Сероватая потрёпанная борода очень ненатурально сидела на нежном лице с крупными роговыми очками. Он тяжело опирался на посох, весь в листиках и траве, было похоже, что он вышел из леса или весь день валялся где-то поблизости. Этот изжёванный жизнью Гендальф целенаправленно подходил к детишкам и пожимал им ручки. Нагибаться было ему нелегко, но детям Гендальф нравился, один из них даже подпрыгнул и попробовал ухватить ряженого за бороду, но борода ускользнула от его неумелых пальцев. Передвигаясь от ребёнка к ребёнку, он приближался к нам. Ещё издалека он стал тянуть мне руку для рукопожатия — я обратил внимание, какие у него длинные, серые, будто пеплом обсыпанные пальцы. Ряженый дед как будто видел меня насквозь. Я не хотел прикасаться к нему, но выхода не было. Он сжал мою пятерню и долго не отпускал. Холодная и шершавая рука. Детские прикосновения не могли согреть его старческой кожи.
— Кто выпустил всех этих людей из дурки? — сказал я, когда Гендальф вполне отдалился. От его рукопожатия было чувство, как будто он стащил у меня кошелёк, хотя и пустой.
Майя, похоже, пропустила мимо ушей мою реплику — она тоже с неодобрением глядела вслед Гендальфу, на его худую ребристую спину, на которой мантия висела как постиранное бельё на шведской стенке.
— У меня ещё с детства есть версия, что в дурке держат только здоровых людей и не выпускают, пока те не станут психами, — сказал я. — Всё наоборот, понимаешь? Но вообще, мне нравится наряд того мужика. Стильный. Тебе нравится?
Майя бросила на меня несколько снисходительных взглядов, смягчённых бабушкиной целебной успокоительной настойкой.
— Не знаю, чего я несу. Но это только начало, если ты так молчать будешь.

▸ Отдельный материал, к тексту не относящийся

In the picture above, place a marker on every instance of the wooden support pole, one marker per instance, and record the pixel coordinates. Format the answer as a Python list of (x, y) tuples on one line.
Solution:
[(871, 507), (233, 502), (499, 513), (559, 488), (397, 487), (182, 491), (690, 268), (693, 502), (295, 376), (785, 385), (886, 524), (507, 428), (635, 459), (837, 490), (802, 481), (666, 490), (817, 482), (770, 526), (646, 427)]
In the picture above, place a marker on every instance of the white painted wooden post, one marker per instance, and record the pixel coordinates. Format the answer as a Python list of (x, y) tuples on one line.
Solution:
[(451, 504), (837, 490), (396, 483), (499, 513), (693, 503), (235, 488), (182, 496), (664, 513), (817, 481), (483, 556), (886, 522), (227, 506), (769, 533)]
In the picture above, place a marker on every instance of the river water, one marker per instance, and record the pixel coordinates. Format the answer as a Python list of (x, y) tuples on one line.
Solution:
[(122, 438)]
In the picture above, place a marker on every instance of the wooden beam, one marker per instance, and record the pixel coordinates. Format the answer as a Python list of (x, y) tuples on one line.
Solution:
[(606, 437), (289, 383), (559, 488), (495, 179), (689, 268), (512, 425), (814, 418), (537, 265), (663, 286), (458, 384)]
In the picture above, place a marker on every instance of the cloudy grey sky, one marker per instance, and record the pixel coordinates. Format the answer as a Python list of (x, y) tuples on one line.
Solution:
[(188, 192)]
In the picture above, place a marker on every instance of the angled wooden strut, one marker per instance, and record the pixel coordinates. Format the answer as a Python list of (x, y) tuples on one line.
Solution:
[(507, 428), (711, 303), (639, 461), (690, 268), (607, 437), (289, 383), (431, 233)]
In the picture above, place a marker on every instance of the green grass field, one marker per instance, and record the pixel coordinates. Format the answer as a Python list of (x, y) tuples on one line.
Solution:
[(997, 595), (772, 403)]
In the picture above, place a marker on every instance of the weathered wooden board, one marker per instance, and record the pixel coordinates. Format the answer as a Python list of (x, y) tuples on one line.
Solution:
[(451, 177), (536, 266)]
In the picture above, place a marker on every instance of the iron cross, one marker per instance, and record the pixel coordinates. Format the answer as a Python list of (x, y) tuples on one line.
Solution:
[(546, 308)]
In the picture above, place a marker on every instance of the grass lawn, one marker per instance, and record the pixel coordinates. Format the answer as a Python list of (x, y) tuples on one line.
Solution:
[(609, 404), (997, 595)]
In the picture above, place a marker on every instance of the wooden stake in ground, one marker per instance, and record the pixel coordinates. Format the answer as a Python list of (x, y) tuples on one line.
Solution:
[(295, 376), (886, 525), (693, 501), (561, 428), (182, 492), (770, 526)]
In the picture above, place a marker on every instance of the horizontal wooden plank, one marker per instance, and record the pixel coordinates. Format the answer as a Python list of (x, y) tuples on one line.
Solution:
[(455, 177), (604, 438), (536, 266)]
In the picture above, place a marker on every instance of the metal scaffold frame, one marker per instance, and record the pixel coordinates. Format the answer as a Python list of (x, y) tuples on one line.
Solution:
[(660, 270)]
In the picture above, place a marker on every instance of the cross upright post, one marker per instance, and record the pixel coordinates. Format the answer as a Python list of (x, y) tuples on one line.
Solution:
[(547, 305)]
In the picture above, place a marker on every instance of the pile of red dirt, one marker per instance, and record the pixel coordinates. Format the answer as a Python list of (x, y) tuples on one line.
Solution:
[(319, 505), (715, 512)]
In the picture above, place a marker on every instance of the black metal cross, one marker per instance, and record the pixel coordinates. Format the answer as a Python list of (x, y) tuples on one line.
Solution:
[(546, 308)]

Но Майя молчала. Она разглядывала свои туфельки, она снимала ворсинку с рукава, она смотрела в траву мечтательно. Нельзя было даже приблизительно предположить, в каком направлении текли мысли у этой женщины.

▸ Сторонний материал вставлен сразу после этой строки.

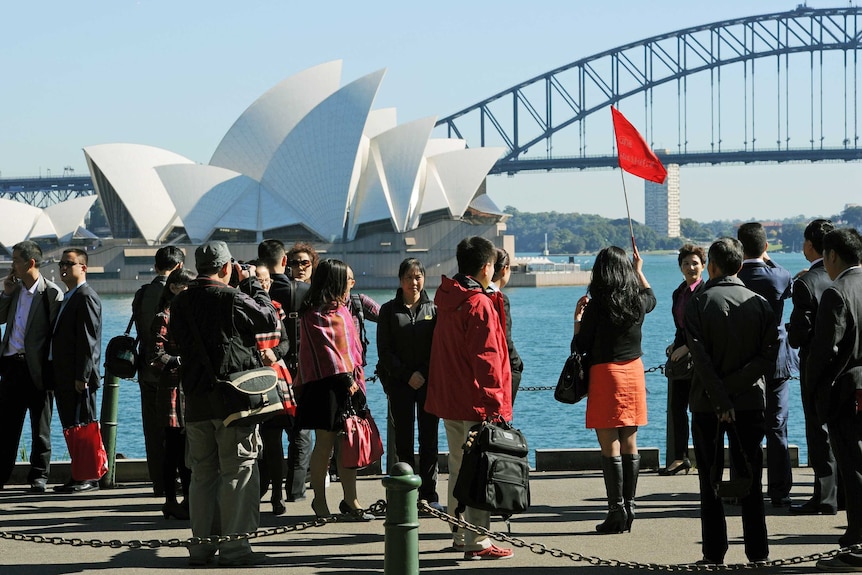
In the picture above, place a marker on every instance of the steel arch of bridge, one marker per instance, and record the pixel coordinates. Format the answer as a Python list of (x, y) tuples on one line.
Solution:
[(573, 92)]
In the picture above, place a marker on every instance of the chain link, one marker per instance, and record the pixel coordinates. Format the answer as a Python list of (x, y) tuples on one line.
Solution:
[(378, 509), (541, 549)]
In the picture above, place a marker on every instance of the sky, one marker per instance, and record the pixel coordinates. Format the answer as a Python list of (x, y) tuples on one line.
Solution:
[(176, 75)]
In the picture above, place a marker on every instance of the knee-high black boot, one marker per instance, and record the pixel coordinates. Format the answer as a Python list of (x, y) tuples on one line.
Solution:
[(612, 470), (631, 469)]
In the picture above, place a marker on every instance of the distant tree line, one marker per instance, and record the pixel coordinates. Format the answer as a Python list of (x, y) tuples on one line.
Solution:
[(578, 233)]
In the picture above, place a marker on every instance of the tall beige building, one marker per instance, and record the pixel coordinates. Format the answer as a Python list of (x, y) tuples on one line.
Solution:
[(662, 204)]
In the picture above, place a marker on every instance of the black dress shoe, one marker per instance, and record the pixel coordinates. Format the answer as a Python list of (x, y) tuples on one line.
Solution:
[(77, 487), (811, 507)]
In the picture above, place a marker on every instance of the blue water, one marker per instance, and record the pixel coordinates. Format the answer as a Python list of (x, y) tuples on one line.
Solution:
[(542, 330)]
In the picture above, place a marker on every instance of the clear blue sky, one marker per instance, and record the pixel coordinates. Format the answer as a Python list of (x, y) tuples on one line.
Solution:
[(176, 74)]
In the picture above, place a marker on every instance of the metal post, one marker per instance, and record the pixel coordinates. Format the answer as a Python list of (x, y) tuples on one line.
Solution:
[(669, 454), (401, 549), (108, 422)]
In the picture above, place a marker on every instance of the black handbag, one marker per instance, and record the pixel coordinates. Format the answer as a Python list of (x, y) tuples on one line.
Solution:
[(121, 354), (495, 473), (740, 483), (573, 384), (683, 368)]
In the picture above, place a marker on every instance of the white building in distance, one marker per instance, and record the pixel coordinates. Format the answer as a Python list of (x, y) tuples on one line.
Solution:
[(662, 204), (307, 160)]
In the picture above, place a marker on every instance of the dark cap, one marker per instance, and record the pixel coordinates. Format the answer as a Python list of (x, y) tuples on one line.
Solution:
[(213, 254)]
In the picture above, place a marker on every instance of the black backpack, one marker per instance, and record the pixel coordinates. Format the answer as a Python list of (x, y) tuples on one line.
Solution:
[(495, 473), (121, 354)]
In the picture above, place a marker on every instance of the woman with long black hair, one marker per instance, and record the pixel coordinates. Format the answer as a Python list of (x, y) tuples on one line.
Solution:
[(608, 323), (331, 374)]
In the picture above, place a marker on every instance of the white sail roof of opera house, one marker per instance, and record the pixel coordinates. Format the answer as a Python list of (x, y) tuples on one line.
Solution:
[(308, 152), (59, 221)]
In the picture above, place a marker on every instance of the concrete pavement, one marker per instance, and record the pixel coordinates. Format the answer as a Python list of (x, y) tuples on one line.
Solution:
[(565, 508)]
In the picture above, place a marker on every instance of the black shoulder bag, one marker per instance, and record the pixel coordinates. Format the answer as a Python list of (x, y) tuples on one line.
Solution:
[(573, 384), (248, 397), (121, 354)]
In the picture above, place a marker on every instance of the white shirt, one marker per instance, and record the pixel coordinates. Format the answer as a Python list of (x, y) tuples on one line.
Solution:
[(22, 312)]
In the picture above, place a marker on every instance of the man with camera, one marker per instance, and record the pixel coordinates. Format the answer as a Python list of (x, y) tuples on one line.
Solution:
[(214, 326), (733, 338)]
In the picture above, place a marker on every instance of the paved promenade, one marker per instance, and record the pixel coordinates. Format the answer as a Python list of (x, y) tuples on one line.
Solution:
[(565, 509)]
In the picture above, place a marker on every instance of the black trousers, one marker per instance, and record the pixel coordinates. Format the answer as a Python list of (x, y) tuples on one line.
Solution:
[(154, 433), (749, 435), (679, 390), (406, 408), (18, 394), (821, 458)]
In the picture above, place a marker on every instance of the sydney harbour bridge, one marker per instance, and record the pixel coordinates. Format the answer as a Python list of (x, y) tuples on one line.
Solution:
[(781, 87)]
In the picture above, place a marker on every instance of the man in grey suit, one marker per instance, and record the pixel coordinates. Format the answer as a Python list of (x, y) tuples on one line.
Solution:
[(28, 306), (835, 372), (76, 347)]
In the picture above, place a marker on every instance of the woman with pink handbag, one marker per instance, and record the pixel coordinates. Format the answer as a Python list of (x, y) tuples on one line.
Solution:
[(332, 378)]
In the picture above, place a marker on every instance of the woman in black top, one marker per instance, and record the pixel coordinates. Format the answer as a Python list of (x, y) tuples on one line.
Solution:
[(405, 327), (608, 326), (692, 260)]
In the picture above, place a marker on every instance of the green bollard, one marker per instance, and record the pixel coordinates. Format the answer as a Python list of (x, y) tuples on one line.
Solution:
[(108, 422), (401, 550)]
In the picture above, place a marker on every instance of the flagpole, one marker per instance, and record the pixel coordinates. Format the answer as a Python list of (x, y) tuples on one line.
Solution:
[(628, 213)]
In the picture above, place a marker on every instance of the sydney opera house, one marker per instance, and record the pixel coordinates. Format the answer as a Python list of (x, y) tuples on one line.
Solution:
[(309, 160)]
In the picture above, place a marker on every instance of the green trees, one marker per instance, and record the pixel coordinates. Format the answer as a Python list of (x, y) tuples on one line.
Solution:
[(577, 233)]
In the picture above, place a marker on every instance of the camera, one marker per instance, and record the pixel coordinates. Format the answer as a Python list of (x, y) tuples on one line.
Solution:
[(234, 276)]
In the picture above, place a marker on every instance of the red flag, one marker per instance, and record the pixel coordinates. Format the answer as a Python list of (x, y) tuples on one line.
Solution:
[(634, 155)]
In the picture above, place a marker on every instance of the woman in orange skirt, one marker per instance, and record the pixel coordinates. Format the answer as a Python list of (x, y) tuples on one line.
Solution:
[(608, 324)]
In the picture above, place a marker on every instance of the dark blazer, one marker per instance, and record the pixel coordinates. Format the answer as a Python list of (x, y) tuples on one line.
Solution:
[(733, 339), (39, 324), (835, 358), (77, 340), (807, 291), (773, 282)]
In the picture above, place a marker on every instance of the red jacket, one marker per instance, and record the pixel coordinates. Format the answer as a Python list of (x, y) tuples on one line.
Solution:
[(469, 377)]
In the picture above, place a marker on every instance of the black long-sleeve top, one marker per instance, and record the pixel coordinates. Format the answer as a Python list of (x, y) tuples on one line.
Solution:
[(605, 342)]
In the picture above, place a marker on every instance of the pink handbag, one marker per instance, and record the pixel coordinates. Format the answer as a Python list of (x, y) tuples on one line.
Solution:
[(84, 441), (360, 441)]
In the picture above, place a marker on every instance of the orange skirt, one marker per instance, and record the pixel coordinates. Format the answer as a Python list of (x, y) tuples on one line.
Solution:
[(617, 396)]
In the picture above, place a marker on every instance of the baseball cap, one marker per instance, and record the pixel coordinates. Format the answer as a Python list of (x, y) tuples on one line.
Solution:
[(212, 254)]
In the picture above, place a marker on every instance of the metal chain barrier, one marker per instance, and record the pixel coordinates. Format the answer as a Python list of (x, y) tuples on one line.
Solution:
[(377, 509), (659, 368), (541, 549)]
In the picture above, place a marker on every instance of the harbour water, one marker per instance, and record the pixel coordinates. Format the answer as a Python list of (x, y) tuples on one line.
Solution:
[(542, 331)]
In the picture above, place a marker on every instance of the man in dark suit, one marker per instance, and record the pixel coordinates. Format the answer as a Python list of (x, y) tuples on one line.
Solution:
[(768, 279), (289, 293), (835, 372), (733, 339), (144, 310), (807, 290), (76, 347), (28, 306)]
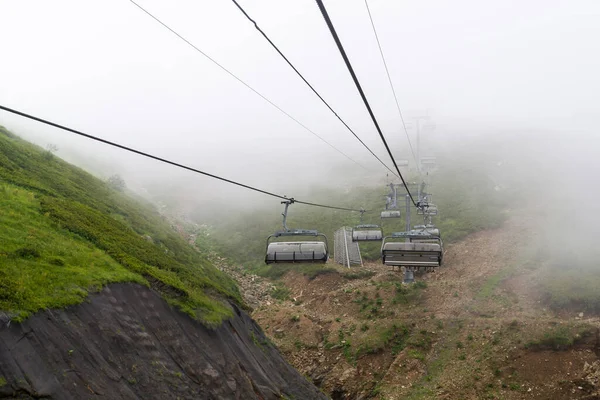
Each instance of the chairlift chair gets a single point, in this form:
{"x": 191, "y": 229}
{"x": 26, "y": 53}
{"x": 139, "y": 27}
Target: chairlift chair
{"x": 429, "y": 228}
{"x": 303, "y": 251}
{"x": 418, "y": 250}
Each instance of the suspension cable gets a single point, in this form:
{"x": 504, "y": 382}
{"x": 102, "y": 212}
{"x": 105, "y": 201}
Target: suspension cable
{"x": 309, "y": 85}
{"x": 362, "y": 94}
{"x": 164, "y": 160}
{"x": 392, "y": 87}
{"x": 246, "y": 84}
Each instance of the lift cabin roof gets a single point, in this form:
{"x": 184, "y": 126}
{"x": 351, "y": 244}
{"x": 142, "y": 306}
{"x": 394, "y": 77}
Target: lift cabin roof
{"x": 422, "y": 250}
{"x": 293, "y": 252}
{"x": 297, "y": 251}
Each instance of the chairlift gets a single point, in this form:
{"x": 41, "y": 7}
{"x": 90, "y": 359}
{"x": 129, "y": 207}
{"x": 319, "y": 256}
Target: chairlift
{"x": 429, "y": 209}
{"x": 303, "y": 251}
{"x": 429, "y": 228}
{"x": 391, "y": 205}
{"x": 366, "y": 232}
{"x": 390, "y": 214}
{"x": 417, "y": 250}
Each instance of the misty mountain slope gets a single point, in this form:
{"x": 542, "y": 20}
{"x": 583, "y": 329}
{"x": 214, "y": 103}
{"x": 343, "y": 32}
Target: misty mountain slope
{"x": 463, "y": 189}
{"x": 96, "y": 295}
{"x": 61, "y": 219}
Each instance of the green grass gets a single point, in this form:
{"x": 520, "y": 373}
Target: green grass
{"x": 572, "y": 288}
{"x": 65, "y": 233}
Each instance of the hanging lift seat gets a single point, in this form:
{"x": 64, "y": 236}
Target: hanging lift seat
{"x": 364, "y": 233}
{"x": 429, "y": 229}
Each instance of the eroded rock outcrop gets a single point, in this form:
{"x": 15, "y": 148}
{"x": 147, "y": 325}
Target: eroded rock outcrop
{"x": 127, "y": 343}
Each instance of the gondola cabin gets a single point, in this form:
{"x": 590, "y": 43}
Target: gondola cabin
{"x": 414, "y": 250}
{"x": 314, "y": 251}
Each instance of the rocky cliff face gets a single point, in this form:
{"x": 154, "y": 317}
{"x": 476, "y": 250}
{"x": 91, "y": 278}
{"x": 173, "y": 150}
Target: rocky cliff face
{"x": 127, "y": 343}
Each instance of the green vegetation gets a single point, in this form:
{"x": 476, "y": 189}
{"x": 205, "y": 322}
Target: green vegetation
{"x": 66, "y": 233}
{"x": 572, "y": 286}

Она провела пальчиками в районе ключицы, и тут же поблизости оглушительно завизжал ребёнок, как будто это она заставила его вопить. Меня закручивало в воронку её тяжёлых спокойных глаз, я чувствовал, что происходит что-то непоправимое, я переставал соображать, тонул и горел, вырвал вдруг из её рук фляжку, но Майя опустошила всё. Я стал судорожно хвататься за мелкие недостатки в её внешности — что-то диспропорционально округлое было в форме рта, то, из-за чего этот рот хотелось назвать акульим, бледная, белая, почти просвечивающая кожа, эти ворсинки, эта помада, лёгкая небрежность во всей внешности.
Я изо всех сил сжимал фляжку и проваливался во тьму, и из этой тьмы, несясь вниз, лепетал вопросы типа: «А тебе нравится гулять в парках?»
— Я очень проголодалась, — сказала Майя.
Кто-то негромко кашлянул рядом с нами. Я заметил, что на скамейке напротив сидел большеголовый мужчина с пакетом сухариков. На нём была футболка хоккейной команды Сан-Хосе Шаркс, растянутая на пузе.
Заметив, что я посмотрел на него, он показал большой палец. «Хорошая баба, одобряю», — говорил его жест, всё его положение.